The Common Data Model in Azure Data Lake Storage – Export to Data Lake

If like me, you’ve been keeping tabs on what Microsoft has been up to on the Power Platform world, you would have noticed that there are two concepts that are regularly referenced in their architectures and generally associated to each other – Azure Data Lake Storage (ADLS) Gen 2 and Common Data Model (CDM).

As my colleague, Francesco Sbrescia, referenced in his blog, Microsoft’s ultimate goal is for the CDM to be the de facto standard data model. However, although there is a fair amount of resources talking about the capabilities and features, it can be a bit confusing to understand how you can actually store your data in the CDM format in ADLS and use it to run data analytics such as data warehousing, Power BI reporting and Machine Learning.

In this blog series I’ll cover 6 different ways to instantiate a CDM model in ADLS:

Let’s start by having a look at the first option and understand how it works.
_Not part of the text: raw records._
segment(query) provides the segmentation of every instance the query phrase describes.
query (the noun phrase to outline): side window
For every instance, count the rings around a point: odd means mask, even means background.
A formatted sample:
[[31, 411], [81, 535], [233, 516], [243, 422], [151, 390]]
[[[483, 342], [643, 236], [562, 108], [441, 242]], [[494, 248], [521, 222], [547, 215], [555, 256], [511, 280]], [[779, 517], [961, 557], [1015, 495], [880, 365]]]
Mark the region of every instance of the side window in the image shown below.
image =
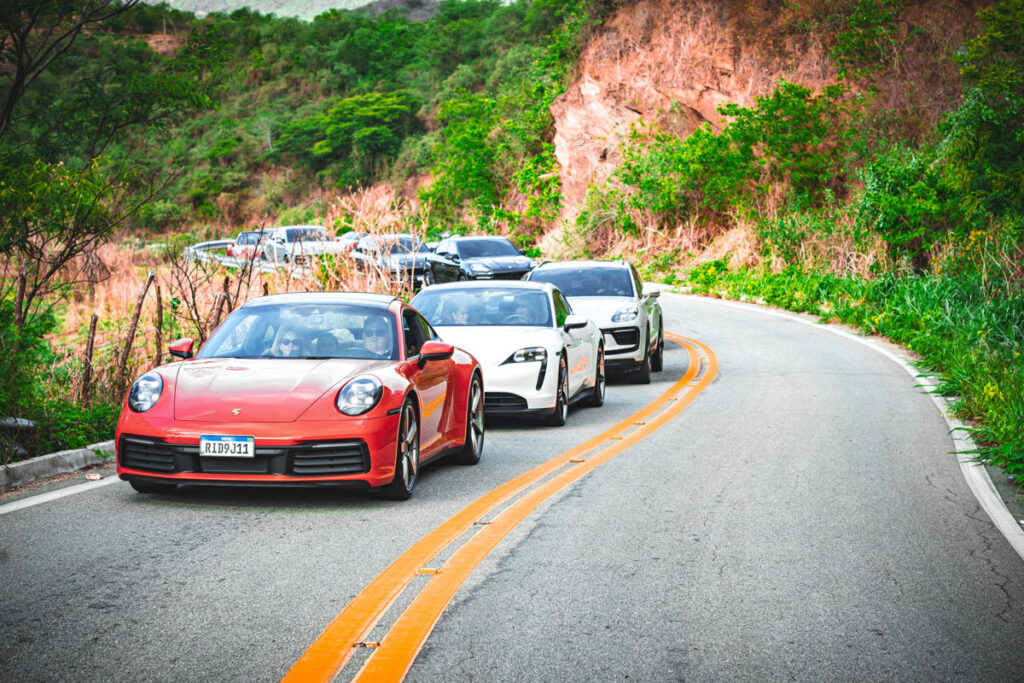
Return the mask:
[[424, 343], [437, 339], [436, 333], [430, 324], [423, 319], [423, 316], [413, 310], [406, 310], [401, 314], [402, 333], [406, 337], [406, 357], [412, 358], [420, 354], [420, 347]]
[[562, 298], [562, 293], [555, 290], [551, 293], [555, 300], [555, 327], [562, 327], [565, 325], [565, 318], [572, 312], [569, 308], [569, 304]]
[[640, 274], [637, 272], [637, 269], [633, 267], [632, 263], [630, 263], [630, 274], [633, 275], [633, 286], [636, 287], [637, 297], [638, 298], [642, 297], [643, 296], [643, 281], [640, 280]]

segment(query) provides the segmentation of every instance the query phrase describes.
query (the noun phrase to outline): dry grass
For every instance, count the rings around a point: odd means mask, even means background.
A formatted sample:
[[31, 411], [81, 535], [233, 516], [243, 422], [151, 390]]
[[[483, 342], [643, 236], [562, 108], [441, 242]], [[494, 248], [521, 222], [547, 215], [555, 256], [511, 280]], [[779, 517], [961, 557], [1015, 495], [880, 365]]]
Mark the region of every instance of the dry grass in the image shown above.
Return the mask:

Export to data lake (code name Athena) is a Power Apps service that allows Common Data Service (CDS) customers to continuously push their data to ADLS in the CDM format (further details here). The greatest thing about this service is the ability to incrementally replicate the CUD operations (create, update, delete) in ADLS without having to run manual/scheduled triggers. Any data or metadata changes in CDS are automatically pushed to ADLS without any additional action. Read-only snapshots are created every hour in ADLS, allowing data analytics consumers to reliably consume the data.

There are two major aspects to bear in mind before attempting to use this service. First, the storage account must be created in the same Azure AD tenant as your Power Apps tenant and second, the storage account must be created in the same region as the Power Apps environment that will host the applications.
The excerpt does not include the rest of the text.